Legends say that the First World War was caused by the assassination of Archduke Ferdinand, that an apple falling on the head of Sir Isaac Newton brought about the discovery of gravity, that his murder of an Egyptian slave-master in an instant of righteous madness sent Moses into exile to discover the wonders of God and the desert. The world might be much more orderly and interesting if these things were so, but it is likely that they are not.

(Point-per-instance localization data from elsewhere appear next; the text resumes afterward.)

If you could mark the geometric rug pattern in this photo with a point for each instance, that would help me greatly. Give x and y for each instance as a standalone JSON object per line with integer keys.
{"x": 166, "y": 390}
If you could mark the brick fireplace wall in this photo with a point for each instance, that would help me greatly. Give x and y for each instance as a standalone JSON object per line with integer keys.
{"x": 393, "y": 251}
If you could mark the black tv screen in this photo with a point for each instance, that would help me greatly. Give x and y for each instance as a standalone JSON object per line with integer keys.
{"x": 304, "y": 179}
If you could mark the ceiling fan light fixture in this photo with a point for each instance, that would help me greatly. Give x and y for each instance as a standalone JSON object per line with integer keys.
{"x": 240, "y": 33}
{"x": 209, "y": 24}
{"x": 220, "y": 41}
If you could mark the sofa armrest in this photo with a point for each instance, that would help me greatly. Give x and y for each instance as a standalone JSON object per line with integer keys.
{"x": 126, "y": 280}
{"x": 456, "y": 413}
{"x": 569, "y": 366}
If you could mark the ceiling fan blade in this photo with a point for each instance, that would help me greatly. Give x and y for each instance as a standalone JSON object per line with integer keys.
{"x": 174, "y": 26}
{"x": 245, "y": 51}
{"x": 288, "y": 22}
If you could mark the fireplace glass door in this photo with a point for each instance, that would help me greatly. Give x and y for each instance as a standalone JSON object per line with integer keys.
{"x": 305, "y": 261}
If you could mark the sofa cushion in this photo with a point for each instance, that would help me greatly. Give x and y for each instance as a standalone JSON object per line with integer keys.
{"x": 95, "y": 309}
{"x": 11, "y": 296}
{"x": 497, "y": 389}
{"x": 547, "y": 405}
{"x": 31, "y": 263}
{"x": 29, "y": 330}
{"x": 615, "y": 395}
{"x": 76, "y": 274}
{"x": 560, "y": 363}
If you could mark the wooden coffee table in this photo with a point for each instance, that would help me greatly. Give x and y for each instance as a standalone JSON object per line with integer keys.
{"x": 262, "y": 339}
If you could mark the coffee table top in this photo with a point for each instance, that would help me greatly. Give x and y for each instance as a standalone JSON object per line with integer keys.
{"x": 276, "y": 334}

It is likely that the world would have gone to war had Ferdinand lived, that Newton would have noticed gravity if he had been sitting under a flagpole, that Moses would have recoiled from oppressive Egyptian society even had he witnessed one fewer act of wanton brutality.

When newspapers or magazines publish biographical profiles of Luthor the arch-criminal, when students in social studies classes discuss Superman's greatest enemy on Earth, when convicts who have served time at Pocantico talk about the singular, brooding man with the red-lit eyes, they invariably get around to telling the story of the day he decided to live outside the law, the day the laboratory burned down. Actually, it was coming for a long time.

It was about ten-thirty one night and Lex Luthor appeared outside his laboratory door and yelled, "I did it!"

No one was around to hear him. He had his favorite audience.

"I did it, didja hear? I did it! HOT
DAMN
!"
 

Smallville went to bed early. Sometimes only Superboy was awake, flying over the village, or over a nearby city, or to the moon if he felt like being even more bored. When Lex took off in a dead run across the field where his laboratory stood, tripped in a rut, rolled over and onto his feet without noticing he had fallen, screamed through the streets howling, "The gametes are coming! The gametes are coming!" Superboy was, in fact, on the moon, staring full-face into the vicious sun, wondering what it meant to be a Superboy, or some such matter teenage boys traditionally ponder. Superboy was going through the familiar identity crisis period of adolescence and was trying very hard not to bother anyone else with it. Today he would learn about guilt.

Lex saw a light in the basement of Kent's General Store and pounded on the door until it opened. Lex expected to see Jonathan Kent, or Clark, being diligent about the books or the inventory or something. Instead, old Whizzer Barnes pulled the door open.